"En la noche, en la mañana y al mediodía, me quejo y me angustio. Y Dios ha escuchado mi voz, me trae la paz", dice el salmista (Sal 55,18-19), marcando el hecho de que la vida cotidiana del cristiano está enteramente en manos de Dios, desde la oscuridad de la noche hasta la luz del día. La tradición judía incluso ha asignado tres oraciones a los tres momentos del día mencionados en el salterio, asociadas a tres patriarcas del libro del Génesis. Tres hombres - Abraham, Isaac y Jacob - para que nos acompañen a lo largo del día sagrado.
1La mañana: Abraham
El primero es Abraham, el patriarca de la mañana. La liturgia cristiana lo atestigua, ya que el himno evangélico que se canta en Laudes es el Benedictus de Zacarías, que habla del "juramento hecho a nuestro padre Abraham de hacernos intrépidos" (Lc 1,73).
En efecto, este padre de los creyentes es el hombre de la promesa (cf. Gn 12). A la llamada del Señor, este pastor caldeo no dudó en levantarse y seguir a Aquel de quien nada sabía. La fe de Abraham es alabada en la Carta a los Hebreos: "por su perseverancia, Abraham obtuvo lo que Dios le había prometido" (Hb 6,15).
En la mañana, pues, nuevo comienzo, los cristianos están llamados al mismo acto de confianza en el Padre, que sabe mejor que ellos lo que necesitan.
2La tarde: Isaac
Una vez instalado en la tierra de Canaán, Abraham siguió escuchando al Señor. Confiado en la palabra de Aquel que incluso le había dado un hijo, se pone en camino una mañana (decididamente) con Isaac a la llamada de Dios.
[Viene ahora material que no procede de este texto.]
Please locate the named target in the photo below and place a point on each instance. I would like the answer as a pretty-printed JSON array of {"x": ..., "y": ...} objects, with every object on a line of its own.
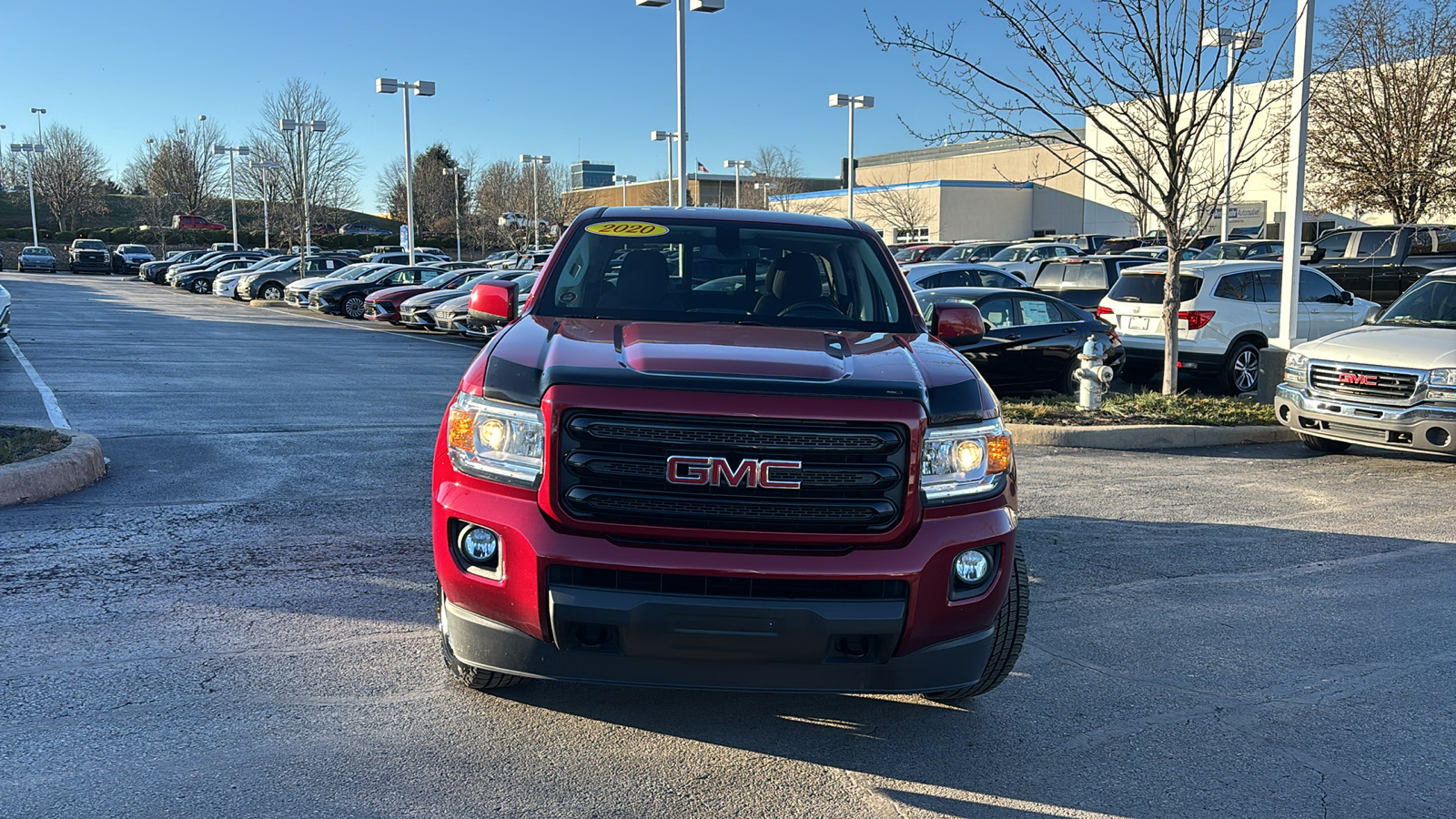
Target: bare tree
[
  {"x": 895, "y": 205},
  {"x": 1383, "y": 116},
  {"x": 334, "y": 164},
  {"x": 1126, "y": 95},
  {"x": 69, "y": 177}
]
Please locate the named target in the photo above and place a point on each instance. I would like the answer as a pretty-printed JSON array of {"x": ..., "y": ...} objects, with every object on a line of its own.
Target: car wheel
[
  {"x": 353, "y": 307},
  {"x": 1322, "y": 445},
  {"x": 1241, "y": 369},
  {"x": 466, "y": 675},
  {"x": 1011, "y": 632}
]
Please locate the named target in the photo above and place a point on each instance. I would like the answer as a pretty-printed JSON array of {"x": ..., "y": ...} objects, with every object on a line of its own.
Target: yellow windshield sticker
[{"x": 626, "y": 229}]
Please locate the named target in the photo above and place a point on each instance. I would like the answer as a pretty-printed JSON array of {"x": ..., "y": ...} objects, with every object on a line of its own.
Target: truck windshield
[
  {"x": 1431, "y": 303},
  {"x": 674, "y": 270}
]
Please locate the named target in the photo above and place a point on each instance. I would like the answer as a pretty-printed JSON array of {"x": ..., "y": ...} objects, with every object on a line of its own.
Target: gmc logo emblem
[{"x": 695, "y": 471}]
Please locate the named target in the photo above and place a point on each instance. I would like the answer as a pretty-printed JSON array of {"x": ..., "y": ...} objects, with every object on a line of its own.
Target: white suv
[
  {"x": 1229, "y": 310},
  {"x": 1026, "y": 258}
]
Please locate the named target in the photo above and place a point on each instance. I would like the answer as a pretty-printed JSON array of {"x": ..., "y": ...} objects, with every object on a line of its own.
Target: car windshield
[
  {"x": 801, "y": 276},
  {"x": 1012, "y": 256},
  {"x": 1148, "y": 288},
  {"x": 1431, "y": 303}
]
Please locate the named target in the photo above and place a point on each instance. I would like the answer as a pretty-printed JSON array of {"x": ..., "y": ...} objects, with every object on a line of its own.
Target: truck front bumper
[{"x": 1421, "y": 428}]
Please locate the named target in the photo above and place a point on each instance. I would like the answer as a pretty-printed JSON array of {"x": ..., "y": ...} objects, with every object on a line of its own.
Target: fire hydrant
[{"x": 1096, "y": 376}]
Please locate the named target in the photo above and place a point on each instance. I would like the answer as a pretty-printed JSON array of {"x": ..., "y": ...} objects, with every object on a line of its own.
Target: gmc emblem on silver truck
[{"x": 713, "y": 471}]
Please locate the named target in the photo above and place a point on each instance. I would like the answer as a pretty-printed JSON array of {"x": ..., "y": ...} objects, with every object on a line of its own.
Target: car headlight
[
  {"x": 1441, "y": 385},
  {"x": 965, "y": 462},
  {"x": 495, "y": 440},
  {"x": 1296, "y": 369}
]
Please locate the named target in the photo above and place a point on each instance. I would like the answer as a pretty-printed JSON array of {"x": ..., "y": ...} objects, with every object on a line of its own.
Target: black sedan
[{"x": 1031, "y": 339}]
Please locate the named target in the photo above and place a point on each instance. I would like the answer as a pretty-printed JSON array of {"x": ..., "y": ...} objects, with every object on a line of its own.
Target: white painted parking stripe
[{"x": 53, "y": 409}]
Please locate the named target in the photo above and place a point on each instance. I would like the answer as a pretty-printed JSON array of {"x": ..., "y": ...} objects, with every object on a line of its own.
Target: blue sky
[{"x": 574, "y": 79}]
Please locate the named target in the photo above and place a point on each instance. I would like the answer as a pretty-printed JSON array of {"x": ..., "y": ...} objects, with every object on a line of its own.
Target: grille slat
[
  {"x": 1363, "y": 382},
  {"x": 615, "y": 470}
]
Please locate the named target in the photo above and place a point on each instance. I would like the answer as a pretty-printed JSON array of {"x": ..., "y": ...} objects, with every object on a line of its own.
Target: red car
[
  {"x": 383, "y": 305},
  {"x": 788, "y": 486},
  {"x": 193, "y": 222}
]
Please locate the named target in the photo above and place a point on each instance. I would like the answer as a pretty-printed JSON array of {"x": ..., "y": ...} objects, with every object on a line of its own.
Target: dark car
[
  {"x": 1084, "y": 280},
  {"x": 383, "y": 305},
  {"x": 346, "y": 296},
  {"x": 273, "y": 281},
  {"x": 1252, "y": 249},
  {"x": 201, "y": 280},
  {"x": 1031, "y": 339},
  {"x": 155, "y": 271}
]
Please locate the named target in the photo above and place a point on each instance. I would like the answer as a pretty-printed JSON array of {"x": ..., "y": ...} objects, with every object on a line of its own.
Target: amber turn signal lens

Al llegar al lugar designado hacia el mediodía, prepara el altar para sacrificar a su hijo, ya que ésta es la voluntad del Creador. El desenlace de este pasaje del Génesis (cf. cap. 22) es bien conocido y muestra una fe madura.
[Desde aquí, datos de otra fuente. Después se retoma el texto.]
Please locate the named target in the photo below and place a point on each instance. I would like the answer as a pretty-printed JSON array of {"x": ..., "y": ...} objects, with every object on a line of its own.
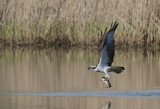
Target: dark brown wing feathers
[{"x": 103, "y": 37}]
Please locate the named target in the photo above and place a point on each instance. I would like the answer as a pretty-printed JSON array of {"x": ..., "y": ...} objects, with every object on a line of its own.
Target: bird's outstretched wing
[{"x": 106, "y": 46}]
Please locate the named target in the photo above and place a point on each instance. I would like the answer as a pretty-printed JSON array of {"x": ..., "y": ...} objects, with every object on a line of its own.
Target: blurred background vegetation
[{"x": 73, "y": 22}]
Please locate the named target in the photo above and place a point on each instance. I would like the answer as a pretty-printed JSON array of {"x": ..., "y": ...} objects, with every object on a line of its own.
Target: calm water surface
[{"x": 49, "y": 78}]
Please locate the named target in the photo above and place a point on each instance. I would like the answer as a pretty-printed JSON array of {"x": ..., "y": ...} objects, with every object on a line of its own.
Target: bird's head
[{"x": 92, "y": 67}]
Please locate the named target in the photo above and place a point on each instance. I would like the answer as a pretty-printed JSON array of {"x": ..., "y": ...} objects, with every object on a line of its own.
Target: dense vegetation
[{"x": 74, "y": 22}]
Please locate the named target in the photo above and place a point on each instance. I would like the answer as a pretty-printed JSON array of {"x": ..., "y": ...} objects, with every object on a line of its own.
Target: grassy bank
[{"x": 65, "y": 23}]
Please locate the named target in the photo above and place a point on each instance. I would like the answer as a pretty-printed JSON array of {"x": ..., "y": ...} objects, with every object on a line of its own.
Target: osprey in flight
[{"x": 106, "y": 49}]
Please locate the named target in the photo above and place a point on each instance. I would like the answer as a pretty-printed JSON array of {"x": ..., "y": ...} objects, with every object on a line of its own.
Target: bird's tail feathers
[{"x": 116, "y": 69}]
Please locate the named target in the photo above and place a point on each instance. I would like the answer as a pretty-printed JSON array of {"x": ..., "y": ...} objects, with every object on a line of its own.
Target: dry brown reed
[{"x": 72, "y": 22}]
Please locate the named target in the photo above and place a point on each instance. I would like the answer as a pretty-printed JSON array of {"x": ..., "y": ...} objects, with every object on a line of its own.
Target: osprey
[{"x": 106, "y": 49}]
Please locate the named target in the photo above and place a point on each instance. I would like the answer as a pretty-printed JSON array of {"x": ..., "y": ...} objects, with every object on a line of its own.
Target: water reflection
[
  {"x": 50, "y": 70},
  {"x": 63, "y": 70}
]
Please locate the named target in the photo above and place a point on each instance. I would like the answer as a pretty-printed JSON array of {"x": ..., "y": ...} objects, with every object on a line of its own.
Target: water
[{"x": 49, "y": 78}]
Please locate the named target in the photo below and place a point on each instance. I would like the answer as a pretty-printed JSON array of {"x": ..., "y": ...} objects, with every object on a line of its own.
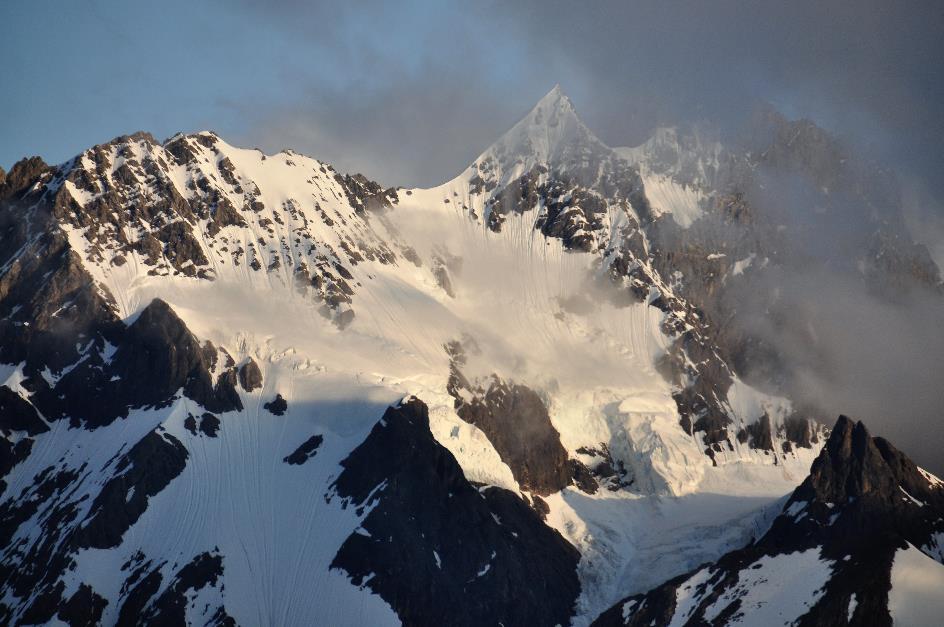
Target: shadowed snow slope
[{"x": 246, "y": 388}]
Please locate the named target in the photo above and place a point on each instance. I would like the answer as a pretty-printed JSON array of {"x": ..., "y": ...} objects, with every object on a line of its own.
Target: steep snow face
[
  {"x": 678, "y": 172},
  {"x": 345, "y": 296},
  {"x": 550, "y": 135}
]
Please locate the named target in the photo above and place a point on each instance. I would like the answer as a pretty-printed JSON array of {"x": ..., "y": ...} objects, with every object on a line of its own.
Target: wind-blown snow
[{"x": 917, "y": 583}]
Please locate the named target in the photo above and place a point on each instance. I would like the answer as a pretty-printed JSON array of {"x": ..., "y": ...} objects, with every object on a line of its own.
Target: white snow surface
[{"x": 596, "y": 371}]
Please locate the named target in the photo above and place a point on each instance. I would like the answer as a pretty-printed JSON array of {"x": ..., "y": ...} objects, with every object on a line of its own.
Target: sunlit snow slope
[{"x": 518, "y": 301}]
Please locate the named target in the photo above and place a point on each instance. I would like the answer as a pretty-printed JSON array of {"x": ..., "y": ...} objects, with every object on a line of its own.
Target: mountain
[
  {"x": 241, "y": 388},
  {"x": 858, "y": 543}
]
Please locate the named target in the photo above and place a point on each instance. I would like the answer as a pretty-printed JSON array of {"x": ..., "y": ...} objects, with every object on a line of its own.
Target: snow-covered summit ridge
[{"x": 550, "y": 135}]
En recuerdo de este episodio, se celebraba un sacrificio en el Templo de Jerusalén a primera hora de la tarde. En medio de su ajetreada vida cotidiana, los cristianos redescubren que Dios nunca siente nada, salvo para recordarnos su misericordia y sus promesas.
3La noche: Jacob
Así, reconfortados y armados, todos pueden reanudar sus actividades hasta la noche. Sin embargo, el anochecer requiere fuerza, porque la oscuridad, signo del mal, prevalece sobre la luz de la vida. Así le ocurrió a Jacob, que luchó hasta el amanecer contra un ser desconocido -¿un ángel? ¿un hombre? ¿Dios mismo? - y recibió el nuevo nombre de Israel o "Dios lucha" (cf. Gn cap. 32).
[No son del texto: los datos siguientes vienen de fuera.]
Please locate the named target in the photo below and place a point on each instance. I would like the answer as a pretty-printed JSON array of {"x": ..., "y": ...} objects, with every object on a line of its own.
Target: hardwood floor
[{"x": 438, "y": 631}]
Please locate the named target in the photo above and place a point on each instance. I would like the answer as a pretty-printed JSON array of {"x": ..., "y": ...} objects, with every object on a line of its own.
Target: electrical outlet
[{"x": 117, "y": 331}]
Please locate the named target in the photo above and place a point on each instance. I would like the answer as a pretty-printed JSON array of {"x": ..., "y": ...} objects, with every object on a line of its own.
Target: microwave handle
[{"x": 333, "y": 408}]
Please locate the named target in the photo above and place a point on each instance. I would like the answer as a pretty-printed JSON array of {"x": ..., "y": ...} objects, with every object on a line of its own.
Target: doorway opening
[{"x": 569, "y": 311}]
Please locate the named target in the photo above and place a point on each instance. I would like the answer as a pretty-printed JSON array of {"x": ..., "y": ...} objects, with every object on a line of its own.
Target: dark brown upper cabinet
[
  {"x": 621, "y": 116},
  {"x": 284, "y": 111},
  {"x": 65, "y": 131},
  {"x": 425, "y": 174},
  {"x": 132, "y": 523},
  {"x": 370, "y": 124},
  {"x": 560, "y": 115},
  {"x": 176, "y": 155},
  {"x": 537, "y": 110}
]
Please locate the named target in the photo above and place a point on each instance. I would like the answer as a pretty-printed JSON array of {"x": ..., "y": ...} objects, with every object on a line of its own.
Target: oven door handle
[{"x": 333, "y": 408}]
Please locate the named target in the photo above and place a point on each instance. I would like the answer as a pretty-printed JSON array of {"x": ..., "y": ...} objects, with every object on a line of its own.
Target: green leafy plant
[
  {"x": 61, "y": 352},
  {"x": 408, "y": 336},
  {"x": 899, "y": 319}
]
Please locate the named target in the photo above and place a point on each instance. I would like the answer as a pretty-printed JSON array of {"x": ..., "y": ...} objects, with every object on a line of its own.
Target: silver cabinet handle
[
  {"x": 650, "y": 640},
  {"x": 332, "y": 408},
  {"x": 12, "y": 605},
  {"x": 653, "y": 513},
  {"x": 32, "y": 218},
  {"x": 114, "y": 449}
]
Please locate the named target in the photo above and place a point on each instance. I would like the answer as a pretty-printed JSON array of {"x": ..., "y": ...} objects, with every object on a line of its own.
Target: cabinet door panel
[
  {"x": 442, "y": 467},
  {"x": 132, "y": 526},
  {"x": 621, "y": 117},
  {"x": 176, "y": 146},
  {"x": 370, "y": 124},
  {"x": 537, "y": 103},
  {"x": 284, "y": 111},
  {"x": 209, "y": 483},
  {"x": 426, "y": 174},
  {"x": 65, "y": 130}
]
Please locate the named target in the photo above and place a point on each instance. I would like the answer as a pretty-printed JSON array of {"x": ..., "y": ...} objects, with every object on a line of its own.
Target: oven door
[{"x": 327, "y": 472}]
¿No es esta escena, tan familiar como misteriosa, un signo de que Dios está siempre con el creyente, a pesar de sus heridas, en la batalla espiritual que constituye la existencia? Esta seguridad resuena en las completas del jueves, que piden a Dios "buscar solo en [Él] nuestra felicidad y esperar con confianza, más allá de la noche de nuestra muerte, la alegría de vivir en [Su] presencia".